The Problem with Pay Per Play Ads
I’ve been getting over a dozen email invites now about this new Pay-per-Play ad program that promises $4,800 revenue based on my Alexa rankings. I’m sure a lot of the other bloggers have heard of this too. Let me share with you why I think this thing won’t fly.
- An ad program promising tons of dollars based on just your Alexa rankings is shooting itself on the foot. When you promise a hard number, you better deliver or all you’ll get are disappointed publishers at the end of the month.
- Automatic audio playback on a web page is so 1998. Reminds me of Geocities, Angelfire and Tripod. if you do that now, most visitors would immediately hit the close button of the browser (especially in office or school environments where it could draw a lot of attention).

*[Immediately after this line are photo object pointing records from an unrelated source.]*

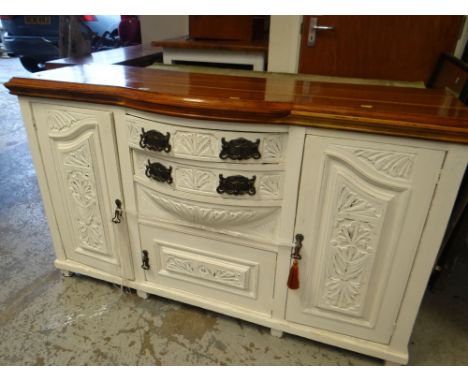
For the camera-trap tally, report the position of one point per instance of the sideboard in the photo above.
(310, 208)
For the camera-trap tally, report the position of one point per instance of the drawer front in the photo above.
(242, 183)
(205, 144)
(208, 268)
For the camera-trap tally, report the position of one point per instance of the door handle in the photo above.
(313, 28)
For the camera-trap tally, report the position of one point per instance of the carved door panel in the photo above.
(79, 155)
(362, 208)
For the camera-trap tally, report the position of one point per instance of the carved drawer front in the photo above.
(362, 208)
(210, 269)
(252, 182)
(205, 144)
(253, 223)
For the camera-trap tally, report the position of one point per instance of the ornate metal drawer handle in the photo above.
(117, 219)
(154, 140)
(158, 172)
(236, 185)
(239, 149)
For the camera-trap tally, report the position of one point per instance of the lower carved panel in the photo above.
(203, 268)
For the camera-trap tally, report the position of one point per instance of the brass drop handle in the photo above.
(117, 219)
(293, 278)
(145, 260)
(157, 171)
(297, 248)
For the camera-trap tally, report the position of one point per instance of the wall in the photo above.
(285, 44)
(162, 27)
(462, 41)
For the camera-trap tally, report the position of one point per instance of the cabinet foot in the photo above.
(391, 363)
(276, 333)
(142, 294)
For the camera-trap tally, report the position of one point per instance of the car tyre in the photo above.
(31, 64)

- Even loyal readers using RSS feeds will get the same treatment once they try to leave a comment on your blog. And unless you can find a way for RSS readers to comment via their feed readers and not visit your page, I’m sure they’ll think twice next time they attempt to leave a comment on your blog. You’d be trading some usability and appeal for revenue (of course, many publishers also do that with PPC ads too).
- Not all visitors have sound cards in their PC or actually turn on the speakers when they read. if they did have the speakers on, they’d prolly be playing some music or listening to a podcast. I doubt advertisers will be very happy to pay for audio ads nobody can hear. It’s almost a dole out already.
- Other than number of audio ads played, there are no other measurable way of determining the ROI of the ads (no metrics for CTR or conversions). If advertisers cannot determine how successful an ad campaign is, they’re running blind and are lavishly paying for something they don’t know is actually working.
But that’s just my opinion. A couple of probloggers called me up and asked my opinion about it so I thought it was good I’d just write about it here. Nevertheless, you can still try them out and see how your readers react to it. There’s what I call good monetization and over-monetization — it’s up to you where to draw the line.